Thursday, 13 January 2000
The development of a combined microwave/infrared satellite technique for estimating convective and stratiform rainfall and its application in studying the diurnal variability of rainfall in Amazonia is presented. The current technique, takes advantage of the 30-minute sampling and 4 km spatial resolution of the infrared channel and the better physics of the microwave retrieval. The resultant method is subsequently used to derive the diurnal variability of rainfall over the entire northern half of South America, and includes the partition of the rainfall into the contributions from its convective and stratiform components. The technique is applied to the four-month period beginning January 1999, which coincided with the TRMM/LBA ground validation program over Rondonia, Brazil.
Radar data from the TOGA radar, available every 10 minutes, are used as validation in an area approx. 150 km around the radar site (11 N, 62W).

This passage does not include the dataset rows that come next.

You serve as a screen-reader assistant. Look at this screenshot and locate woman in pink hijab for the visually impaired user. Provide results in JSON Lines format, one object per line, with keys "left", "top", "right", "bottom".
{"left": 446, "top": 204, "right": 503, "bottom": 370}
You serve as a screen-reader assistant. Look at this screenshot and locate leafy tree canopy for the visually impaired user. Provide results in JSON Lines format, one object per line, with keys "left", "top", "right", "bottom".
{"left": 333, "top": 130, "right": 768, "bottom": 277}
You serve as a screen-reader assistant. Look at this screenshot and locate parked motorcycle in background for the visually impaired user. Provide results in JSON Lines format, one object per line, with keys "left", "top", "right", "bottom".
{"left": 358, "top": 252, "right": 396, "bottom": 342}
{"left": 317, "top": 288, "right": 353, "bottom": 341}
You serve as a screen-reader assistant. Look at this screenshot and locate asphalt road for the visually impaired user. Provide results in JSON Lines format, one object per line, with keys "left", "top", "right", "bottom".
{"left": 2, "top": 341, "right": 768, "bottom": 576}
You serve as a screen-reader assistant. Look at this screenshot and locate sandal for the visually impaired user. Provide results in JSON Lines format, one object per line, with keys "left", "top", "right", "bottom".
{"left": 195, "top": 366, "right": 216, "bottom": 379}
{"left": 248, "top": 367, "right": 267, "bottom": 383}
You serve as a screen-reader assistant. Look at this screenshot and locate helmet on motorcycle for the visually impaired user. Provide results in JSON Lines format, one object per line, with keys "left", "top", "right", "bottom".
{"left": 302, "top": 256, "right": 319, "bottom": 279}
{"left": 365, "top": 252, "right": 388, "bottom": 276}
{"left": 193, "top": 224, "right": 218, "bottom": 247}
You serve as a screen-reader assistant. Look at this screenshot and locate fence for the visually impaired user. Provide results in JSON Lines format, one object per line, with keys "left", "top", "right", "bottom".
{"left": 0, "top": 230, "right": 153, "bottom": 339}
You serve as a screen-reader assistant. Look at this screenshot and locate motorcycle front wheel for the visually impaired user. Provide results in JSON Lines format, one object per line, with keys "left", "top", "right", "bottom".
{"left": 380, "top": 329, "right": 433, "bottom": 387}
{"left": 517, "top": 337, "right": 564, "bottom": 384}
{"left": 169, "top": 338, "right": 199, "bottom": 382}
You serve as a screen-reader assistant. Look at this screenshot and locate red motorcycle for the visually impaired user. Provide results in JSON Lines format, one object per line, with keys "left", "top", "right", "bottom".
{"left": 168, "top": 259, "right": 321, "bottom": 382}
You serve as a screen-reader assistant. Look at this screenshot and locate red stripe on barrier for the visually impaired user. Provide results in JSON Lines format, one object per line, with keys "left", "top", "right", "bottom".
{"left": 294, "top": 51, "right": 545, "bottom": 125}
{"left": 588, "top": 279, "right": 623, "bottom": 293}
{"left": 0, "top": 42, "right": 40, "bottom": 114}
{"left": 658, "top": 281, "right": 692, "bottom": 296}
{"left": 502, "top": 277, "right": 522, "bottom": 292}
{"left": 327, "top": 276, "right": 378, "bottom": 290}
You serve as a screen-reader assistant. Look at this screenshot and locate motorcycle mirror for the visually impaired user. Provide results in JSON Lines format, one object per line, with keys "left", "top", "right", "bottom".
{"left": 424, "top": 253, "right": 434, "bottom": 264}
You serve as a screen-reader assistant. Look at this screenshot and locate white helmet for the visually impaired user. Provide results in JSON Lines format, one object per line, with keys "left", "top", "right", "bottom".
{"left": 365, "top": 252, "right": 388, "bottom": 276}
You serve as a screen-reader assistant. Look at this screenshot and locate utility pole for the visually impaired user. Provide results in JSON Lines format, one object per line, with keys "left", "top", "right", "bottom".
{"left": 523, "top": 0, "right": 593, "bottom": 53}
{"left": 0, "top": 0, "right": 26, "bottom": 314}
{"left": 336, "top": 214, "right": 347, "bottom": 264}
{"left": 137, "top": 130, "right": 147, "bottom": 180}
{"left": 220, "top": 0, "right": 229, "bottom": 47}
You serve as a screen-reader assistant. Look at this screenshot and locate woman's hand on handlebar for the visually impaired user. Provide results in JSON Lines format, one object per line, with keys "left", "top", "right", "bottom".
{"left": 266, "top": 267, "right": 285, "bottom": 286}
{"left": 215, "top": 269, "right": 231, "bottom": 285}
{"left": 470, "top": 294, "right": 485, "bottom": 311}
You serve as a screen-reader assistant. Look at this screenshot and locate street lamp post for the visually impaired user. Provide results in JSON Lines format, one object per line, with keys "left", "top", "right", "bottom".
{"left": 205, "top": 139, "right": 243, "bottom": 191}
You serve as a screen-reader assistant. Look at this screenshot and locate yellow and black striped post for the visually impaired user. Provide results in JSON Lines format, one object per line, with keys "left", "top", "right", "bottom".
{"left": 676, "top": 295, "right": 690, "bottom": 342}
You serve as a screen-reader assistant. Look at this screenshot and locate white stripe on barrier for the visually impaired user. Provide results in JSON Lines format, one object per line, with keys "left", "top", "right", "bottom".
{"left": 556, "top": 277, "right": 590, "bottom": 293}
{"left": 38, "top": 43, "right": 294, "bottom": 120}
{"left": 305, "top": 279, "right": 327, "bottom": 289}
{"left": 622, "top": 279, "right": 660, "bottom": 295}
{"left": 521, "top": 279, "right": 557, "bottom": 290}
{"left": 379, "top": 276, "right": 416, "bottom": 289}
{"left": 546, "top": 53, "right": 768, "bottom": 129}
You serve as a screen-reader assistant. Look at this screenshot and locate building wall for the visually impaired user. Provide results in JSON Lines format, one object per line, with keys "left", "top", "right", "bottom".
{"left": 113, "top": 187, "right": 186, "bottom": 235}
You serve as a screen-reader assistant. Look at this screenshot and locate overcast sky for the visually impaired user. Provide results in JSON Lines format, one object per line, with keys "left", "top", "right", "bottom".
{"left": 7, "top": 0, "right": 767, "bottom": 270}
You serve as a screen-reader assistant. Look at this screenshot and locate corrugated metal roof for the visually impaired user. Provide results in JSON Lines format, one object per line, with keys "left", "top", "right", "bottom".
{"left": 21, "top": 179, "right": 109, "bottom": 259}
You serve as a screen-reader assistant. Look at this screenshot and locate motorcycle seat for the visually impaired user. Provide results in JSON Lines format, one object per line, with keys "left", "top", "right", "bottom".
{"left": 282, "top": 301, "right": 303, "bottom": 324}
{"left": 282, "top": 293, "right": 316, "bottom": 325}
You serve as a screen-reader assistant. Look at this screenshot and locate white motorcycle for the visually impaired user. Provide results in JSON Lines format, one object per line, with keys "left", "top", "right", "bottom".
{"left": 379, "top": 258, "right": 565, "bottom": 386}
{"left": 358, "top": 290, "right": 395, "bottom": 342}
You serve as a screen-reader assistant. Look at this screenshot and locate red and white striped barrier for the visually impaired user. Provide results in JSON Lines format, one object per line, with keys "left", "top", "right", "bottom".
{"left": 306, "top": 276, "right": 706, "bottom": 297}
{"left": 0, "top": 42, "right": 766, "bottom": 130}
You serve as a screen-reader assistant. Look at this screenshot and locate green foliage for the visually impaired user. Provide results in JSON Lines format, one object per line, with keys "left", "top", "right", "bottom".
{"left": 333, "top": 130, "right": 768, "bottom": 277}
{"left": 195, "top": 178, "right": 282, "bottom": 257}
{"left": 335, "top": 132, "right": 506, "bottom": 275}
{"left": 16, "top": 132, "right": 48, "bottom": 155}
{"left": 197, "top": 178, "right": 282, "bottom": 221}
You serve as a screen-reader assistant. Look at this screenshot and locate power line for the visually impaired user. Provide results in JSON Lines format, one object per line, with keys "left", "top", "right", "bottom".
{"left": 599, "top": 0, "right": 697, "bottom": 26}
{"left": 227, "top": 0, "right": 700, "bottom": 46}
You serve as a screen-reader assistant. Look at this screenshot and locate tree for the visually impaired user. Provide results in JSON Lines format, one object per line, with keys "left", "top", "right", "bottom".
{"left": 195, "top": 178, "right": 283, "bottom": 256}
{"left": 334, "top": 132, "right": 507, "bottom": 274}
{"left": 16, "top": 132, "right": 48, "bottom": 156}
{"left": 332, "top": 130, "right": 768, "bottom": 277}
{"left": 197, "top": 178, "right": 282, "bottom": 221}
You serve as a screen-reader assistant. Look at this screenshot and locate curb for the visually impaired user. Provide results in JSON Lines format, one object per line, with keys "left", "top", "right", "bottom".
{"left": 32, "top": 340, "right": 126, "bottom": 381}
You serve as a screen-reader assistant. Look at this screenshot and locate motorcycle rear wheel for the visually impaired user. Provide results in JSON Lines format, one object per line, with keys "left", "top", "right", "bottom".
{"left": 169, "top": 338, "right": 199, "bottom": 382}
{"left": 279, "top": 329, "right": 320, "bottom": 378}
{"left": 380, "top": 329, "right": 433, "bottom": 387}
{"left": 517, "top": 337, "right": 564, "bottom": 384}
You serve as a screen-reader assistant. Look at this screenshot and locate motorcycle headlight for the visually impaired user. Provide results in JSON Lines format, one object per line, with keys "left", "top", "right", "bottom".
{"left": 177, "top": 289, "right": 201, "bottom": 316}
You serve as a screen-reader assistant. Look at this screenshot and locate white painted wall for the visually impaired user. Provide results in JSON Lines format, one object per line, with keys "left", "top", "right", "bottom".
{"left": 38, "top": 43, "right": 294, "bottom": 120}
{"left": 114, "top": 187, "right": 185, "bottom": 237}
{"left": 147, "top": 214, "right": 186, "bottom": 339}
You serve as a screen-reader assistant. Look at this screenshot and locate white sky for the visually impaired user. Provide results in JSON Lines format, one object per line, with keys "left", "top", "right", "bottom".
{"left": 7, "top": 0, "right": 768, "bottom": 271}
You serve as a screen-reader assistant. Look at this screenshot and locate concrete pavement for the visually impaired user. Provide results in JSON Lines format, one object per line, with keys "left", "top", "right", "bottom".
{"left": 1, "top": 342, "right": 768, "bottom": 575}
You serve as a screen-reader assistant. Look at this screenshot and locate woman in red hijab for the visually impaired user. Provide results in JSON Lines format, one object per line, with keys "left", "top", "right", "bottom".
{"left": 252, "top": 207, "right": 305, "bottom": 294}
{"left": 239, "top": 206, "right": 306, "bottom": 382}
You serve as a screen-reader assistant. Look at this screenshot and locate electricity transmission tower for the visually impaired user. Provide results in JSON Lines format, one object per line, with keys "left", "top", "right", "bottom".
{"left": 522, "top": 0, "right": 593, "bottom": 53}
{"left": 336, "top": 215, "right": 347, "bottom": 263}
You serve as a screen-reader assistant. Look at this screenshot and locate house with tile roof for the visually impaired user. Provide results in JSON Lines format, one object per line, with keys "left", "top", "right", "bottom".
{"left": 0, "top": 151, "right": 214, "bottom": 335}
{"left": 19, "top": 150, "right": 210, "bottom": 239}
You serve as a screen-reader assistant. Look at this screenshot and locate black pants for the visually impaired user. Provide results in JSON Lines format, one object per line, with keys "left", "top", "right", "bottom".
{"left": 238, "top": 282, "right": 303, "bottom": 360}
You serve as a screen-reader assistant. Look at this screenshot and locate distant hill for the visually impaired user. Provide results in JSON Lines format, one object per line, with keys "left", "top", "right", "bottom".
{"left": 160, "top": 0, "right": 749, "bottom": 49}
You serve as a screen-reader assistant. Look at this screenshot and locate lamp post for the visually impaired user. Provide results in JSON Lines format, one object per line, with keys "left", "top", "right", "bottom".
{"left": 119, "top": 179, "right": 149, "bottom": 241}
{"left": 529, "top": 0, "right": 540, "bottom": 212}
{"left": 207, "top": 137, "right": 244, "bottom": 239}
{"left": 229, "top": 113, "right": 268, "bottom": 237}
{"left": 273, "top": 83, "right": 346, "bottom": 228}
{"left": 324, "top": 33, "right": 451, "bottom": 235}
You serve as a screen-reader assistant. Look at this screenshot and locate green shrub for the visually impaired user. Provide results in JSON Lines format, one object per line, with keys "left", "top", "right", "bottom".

Results are compared to the
same four-month period in 1996. Derived differences between morning (5-7 LT) and evening (17-19 LT) rainfall are compared to a 10-year microwave-based climatology.
Using an earlier version of this technique, promising results were found in the intercomparison between instataneous estimates and independent passive microwave-based rainfall. The diurnal variation of rainfall in early 1996 in brazil was well-described by the technique, as was the variation of the convective and stratiform components of the rainfall.